Consider an example. There are 17,778 tokens in *1 Tamburlaine* and 18,158 tokens in *2 Tamburlaine*. How many tokens are there in the two plays together? The answer is easy to work out by addition: it is 35,936. Now, there are 2,422 types in *1 Tamburlaine* and 2,474 types in *2 Tamburlaine*. It would be wildly wrong to add these numbers together and say that there are 4,896 types in the two plays together. That is because the plays have many words in common, which are counted separately as tokens but just once as types. The actual number of types in the two plays is 3,420. It cannot be derived from any other numbers, by addition or any other method, and it must be worked out separately.

If we want to do authorship attribution using large amounts of data, perhaps testing many alternative attributions, then our methods must be scalable. That is, it must be possible for us to scale up from using a handful of numbers to using hundreds, thousands or even millions of numbers. Counts of tokens make this possible; counts of types do not. If we have counted tokens for a large set of plays, or parts of plays, then we can treat the counts as building blocks. We can assemble them in different ways, according to the authorship theories we are testing, simply by adding the right combinations of counts, without having to go back to the texts and make new counts every time. That is why, in tests involving counts, we should always use tokens, unless there is a compelling reason to use types.

My database contains 527 plays, consisting of 9,577,660 words, including stage directions but excluding speech prefixes (of which there are 347,547). A reader of the Summary spreadsheets I have provided, particularly those for formal N-gram matches, may be astonished at the very large numbers of matching N-grams. When a play contains only few tens of thousand words, how can there be tens of millions of matching N-grams for it?

The answer lies in the effects of multiplication. Suppose a phrase occurs three times in one play, and four times in another play. Each of the three occurrences of the phrase in the first play matches with each of its four occurrences in the other play, so we have twelve N-gram matches. When counting formal N-gram matches, I have not excluded any word or phrase from consideration, as I did with maximal matches. When we consider that very common phrases like *and the* and *of the* occur many times in every play, we can understand how the counts become so large. In an extreme case, if *the* occurs a thousand times in each of two plays, it alone contributes a million to the count of formal 1-gram matches between those plays.

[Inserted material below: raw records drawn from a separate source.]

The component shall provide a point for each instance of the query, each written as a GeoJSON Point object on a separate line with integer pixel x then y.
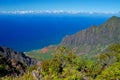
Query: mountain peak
{"type": "Point", "coordinates": [106, 34]}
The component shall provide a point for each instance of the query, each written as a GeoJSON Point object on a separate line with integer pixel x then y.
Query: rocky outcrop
{"type": "Point", "coordinates": [13, 63]}
{"type": "Point", "coordinates": [105, 34]}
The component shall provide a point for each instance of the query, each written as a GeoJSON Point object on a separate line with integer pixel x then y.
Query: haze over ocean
{"type": "Point", "coordinates": [29, 32]}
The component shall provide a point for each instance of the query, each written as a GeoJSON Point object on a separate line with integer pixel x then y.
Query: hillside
{"type": "Point", "coordinates": [100, 37]}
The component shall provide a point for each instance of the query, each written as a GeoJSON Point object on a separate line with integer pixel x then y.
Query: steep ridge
{"type": "Point", "coordinates": [94, 37]}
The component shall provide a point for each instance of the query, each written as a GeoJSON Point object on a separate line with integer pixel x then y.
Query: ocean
{"type": "Point", "coordinates": [35, 31]}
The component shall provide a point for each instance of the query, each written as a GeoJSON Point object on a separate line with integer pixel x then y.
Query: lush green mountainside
{"type": "Point", "coordinates": [86, 41]}
{"type": "Point", "coordinates": [14, 63]}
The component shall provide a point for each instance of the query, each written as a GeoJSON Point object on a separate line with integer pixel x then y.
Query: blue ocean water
{"type": "Point", "coordinates": [29, 32]}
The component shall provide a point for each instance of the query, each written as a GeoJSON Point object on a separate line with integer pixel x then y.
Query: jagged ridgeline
{"type": "Point", "coordinates": [94, 39]}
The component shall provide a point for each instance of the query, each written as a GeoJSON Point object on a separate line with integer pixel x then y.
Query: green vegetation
{"type": "Point", "coordinates": [65, 65]}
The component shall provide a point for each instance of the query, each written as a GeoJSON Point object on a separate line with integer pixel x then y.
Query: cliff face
{"type": "Point", "coordinates": [13, 63]}
{"type": "Point", "coordinates": [105, 34]}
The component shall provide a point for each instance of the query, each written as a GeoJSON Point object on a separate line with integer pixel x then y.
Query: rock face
{"type": "Point", "coordinates": [106, 34]}
{"type": "Point", "coordinates": [13, 63]}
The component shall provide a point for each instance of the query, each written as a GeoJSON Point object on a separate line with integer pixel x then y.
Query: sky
{"type": "Point", "coordinates": [65, 5]}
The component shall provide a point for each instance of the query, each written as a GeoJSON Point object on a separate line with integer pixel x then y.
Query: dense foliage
{"type": "Point", "coordinates": [65, 65]}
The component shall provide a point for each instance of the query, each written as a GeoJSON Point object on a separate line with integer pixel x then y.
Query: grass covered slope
{"type": "Point", "coordinates": [65, 65]}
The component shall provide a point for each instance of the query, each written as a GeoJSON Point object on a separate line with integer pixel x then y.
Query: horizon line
{"type": "Point", "coordinates": [53, 12]}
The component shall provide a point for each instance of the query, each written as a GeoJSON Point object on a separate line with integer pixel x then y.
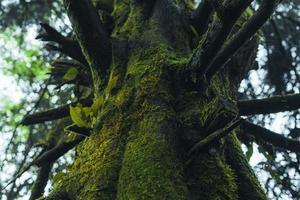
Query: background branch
{"type": "Point", "coordinates": [90, 33]}
{"type": "Point", "coordinates": [270, 105]}
{"type": "Point", "coordinates": [244, 34]}
{"type": "Point", "coordinates": [271, 137]}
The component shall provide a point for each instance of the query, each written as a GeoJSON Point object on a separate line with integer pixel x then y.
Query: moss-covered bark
{"type": "Point", "coordinates": [153, 116]}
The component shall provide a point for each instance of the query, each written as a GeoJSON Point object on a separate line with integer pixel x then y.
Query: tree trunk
{"type": "Point", "coordinates": [144, 135]}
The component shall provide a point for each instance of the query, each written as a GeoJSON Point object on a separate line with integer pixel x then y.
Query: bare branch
{"type": "Point", "coordinates": [216, 36]}
{"type": "Point", "coordinates": [271, 137]}
{"type": "Point", "coordinates": [244, 34]}
{"type": "Point", "coordinates": [90, 33]}
{"type": "Point", "coordinates": [215, 135]}
{"type": "Point", "coordinates": [52, 114]}
{"type": "Point", "coordinates": [201, 16]}
{"type": "Point", "coordinates": [67, 46]}
{"type": "Point", "coordinates": [269, 105]}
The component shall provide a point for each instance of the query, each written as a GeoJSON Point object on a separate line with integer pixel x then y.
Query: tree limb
{"type": "Point", "coordinates": [271, 137]}
{"type": "Point", "coordinates": [90, 33]}
{"type": "Point", "coordinates": [216, 36]}
{"type": "Point", "coordinates": [215, 135]}
{"type": "Point", "coordinates": [244, 34]}
{"type": "Point", "coordinates": [201, 16]}
{"type": "Point", "coordinates": [269, 105]}
{"type": "Point", "coordinates": [67, 46]}
{"type": "Point", "coordinates": [52, 114]}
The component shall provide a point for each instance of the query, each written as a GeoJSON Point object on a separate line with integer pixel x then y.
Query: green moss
{"type": "Point", "coordinates": [213, 179]}
{"type": "Point", "coordinates": [249, 187]}
{"type": "Point", "coordinates": [150, 169]}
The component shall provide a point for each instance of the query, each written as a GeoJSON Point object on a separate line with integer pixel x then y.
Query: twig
{"type": "Point", "coordinates": [271, 137]}
{"type": "Point", "coordinates": [269, 105]}
{"type": "Point", "coordinates": [215, 135]}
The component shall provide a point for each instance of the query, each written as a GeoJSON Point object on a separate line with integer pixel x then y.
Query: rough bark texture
{"type": "Point", "coordinates": [153, 116]}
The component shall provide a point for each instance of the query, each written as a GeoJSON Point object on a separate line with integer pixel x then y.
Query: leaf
{"type": "Point", "coordinates": [71, 74]}
{"type": "Point", "coordinates": [97, 104]}
{"type": "Point", "coordinates": [249, 152]}
{"type": "Point", "coordinates": [76, 116]}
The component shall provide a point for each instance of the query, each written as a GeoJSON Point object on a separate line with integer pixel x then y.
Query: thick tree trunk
{"type": "Point", "coordinates": [144, 133]}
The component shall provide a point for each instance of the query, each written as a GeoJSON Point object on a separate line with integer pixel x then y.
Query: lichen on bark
{"type": "Point", "coordinates": [144, 129]}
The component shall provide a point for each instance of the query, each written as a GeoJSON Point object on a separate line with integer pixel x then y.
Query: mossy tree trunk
{"type": "Point", "coordinates": [156, 107]}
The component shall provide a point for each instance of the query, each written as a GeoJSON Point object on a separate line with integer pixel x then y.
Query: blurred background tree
{"type": "Point", "coordinates": [25, 63]}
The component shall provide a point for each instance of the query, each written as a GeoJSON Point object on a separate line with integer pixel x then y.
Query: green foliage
{"type": "Point", "coordinates": [71, 74]}
{"type": "Point", "coordinates": [249, 151]}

The phenomenon is amplified by the fact that my N-gram searches use lemmatized forms of words, not the words themselves. This is the right thing to do, because it allows, for example, singular words to be matched with their plurals. If the searches were not lemma-based, we would miss many thousands of important N-gram matches which ought to be counted. Doing lemma-based searches allows more matches to be found; however, a side-effect is that it inflates counts of 1-gram and, to a lesser extent, 2-gram matches to levels even larger than they would be otherwise.